Online college applications: Less paper, less stress!
By Sarah Klein
Most of senior year of high school is supposed to be fun—think prom, graduation parties, and senior skip day. But the pressure and stress of the college application process can be a dark cloud for many teens.
Luckily, the process is becoming infinitely simpler, thanks to online applications. Forget filling out endless forms, worrying about meeting deadlines by snail mail, or a guidance counselor forgetting to slip an extra transcript into the envelope. Instead, the application is on its way with the click of the mouse!
Perhaps the simplest online approach is the Common Application, a standard set of application forms accepted at a majority of colleges and universities in 45 states and Washington D.C. Member schools range from religious institutions, to state colleges, to the Ivy League.
The Common App was first available for applications for the 1998-1999 academic year, when the organization had 191 members, not all of whom accepted the application virtually. By the 2006-2007 academic year, all 298 members were required to accept the Common App online. Today, there are 346 members and the site handles over 1.4 million Common Apps annually!
Even if a school does not accept the Common App, chances are it has its own online application. Some schools even require students to apply online. The first undergraduate program to do so was West Virginia Wesleyan College in 2000. (Before 2000, most schools shied away from such a requirement in the fear that it would discourage applicants without Internet access.)
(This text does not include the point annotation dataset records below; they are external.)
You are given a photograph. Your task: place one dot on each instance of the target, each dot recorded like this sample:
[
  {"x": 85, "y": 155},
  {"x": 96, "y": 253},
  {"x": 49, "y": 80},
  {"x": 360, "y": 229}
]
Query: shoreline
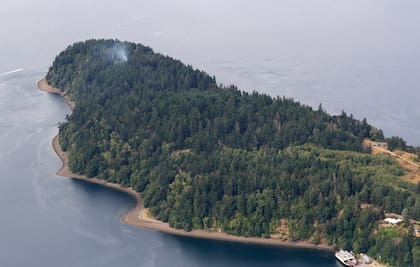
[{"x": 139, "y": 216}]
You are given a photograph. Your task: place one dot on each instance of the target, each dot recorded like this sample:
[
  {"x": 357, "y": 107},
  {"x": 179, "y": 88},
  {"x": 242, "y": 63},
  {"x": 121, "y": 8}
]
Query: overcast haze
[{"x": 360, "y": 56}]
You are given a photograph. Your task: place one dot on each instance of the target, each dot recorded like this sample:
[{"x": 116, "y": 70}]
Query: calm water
[{"x": 360, "y": 56}]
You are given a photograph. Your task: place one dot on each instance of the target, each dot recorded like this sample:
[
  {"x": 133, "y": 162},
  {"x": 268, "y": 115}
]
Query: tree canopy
[{"x": 209, "y": 156}]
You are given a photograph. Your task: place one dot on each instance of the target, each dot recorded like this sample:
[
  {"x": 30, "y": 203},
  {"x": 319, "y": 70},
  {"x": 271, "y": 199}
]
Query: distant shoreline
[{"x": 139, "y": 216}]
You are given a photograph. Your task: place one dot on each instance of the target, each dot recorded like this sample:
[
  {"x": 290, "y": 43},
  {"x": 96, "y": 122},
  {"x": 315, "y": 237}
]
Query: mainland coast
[{"x": 141, "y": 217}]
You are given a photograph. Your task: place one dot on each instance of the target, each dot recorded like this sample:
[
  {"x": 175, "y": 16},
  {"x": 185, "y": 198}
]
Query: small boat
[{"x": 346, "y": 258}]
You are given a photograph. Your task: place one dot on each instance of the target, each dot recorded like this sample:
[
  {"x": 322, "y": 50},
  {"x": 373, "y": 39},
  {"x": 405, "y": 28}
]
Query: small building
[
  {"x": 392, "y": 221},
  {"x": 366, "y": 259},
  {"x": 380, "y": 144}
]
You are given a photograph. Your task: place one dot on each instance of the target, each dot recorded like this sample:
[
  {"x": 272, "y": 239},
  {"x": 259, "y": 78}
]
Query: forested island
[{"x": 209, "y": 156}]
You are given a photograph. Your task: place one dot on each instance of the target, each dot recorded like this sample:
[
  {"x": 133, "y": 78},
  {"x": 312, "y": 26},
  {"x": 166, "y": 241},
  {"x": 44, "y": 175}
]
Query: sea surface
[{"x": 359, "y": 56}]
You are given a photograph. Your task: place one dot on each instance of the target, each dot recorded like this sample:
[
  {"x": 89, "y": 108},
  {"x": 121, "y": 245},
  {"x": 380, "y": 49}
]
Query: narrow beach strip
[{"x": 140, "y": 217}]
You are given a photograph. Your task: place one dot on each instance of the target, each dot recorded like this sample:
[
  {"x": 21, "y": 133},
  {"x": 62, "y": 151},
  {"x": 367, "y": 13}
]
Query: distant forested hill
[{"x": 210, "y": 156}]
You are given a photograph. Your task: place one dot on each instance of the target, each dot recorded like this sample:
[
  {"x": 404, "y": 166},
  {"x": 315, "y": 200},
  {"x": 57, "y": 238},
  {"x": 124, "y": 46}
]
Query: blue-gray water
[{"x": 360, "y": 56}]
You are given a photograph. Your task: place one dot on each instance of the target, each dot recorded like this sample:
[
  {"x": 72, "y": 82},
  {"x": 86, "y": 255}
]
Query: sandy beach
[{"x": 141, "y": 217}]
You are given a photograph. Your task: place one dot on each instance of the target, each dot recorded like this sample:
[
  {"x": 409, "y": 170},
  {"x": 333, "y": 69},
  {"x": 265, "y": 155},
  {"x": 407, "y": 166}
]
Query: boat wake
[{"x": 10, "y": 72}]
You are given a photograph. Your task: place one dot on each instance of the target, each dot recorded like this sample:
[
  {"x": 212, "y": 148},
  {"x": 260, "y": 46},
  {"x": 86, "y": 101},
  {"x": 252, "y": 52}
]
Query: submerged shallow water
[{"x": 360, "y": 56}]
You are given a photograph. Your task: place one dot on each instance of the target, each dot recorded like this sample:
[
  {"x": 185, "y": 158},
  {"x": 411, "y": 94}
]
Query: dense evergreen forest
[{"x": 211, "y": 157}]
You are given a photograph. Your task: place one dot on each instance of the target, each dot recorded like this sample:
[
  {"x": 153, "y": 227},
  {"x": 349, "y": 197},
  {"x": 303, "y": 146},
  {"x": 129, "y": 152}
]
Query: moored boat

Today, the majority of schools require online applications, although it is hard to know exactly how many. Some schools no longer offer custom paper applications, but will still accept the paper Common App. Be sure to check each school’s website for its individual application requirements.
And don’t forget that good old pen and paper can still come in handy. Before applying online, it may help your child to print out a copy of the application to draft his or her answers by hand first. After clicking send, you should print out a copy of the confirmation page that the college has received the application to keep on file.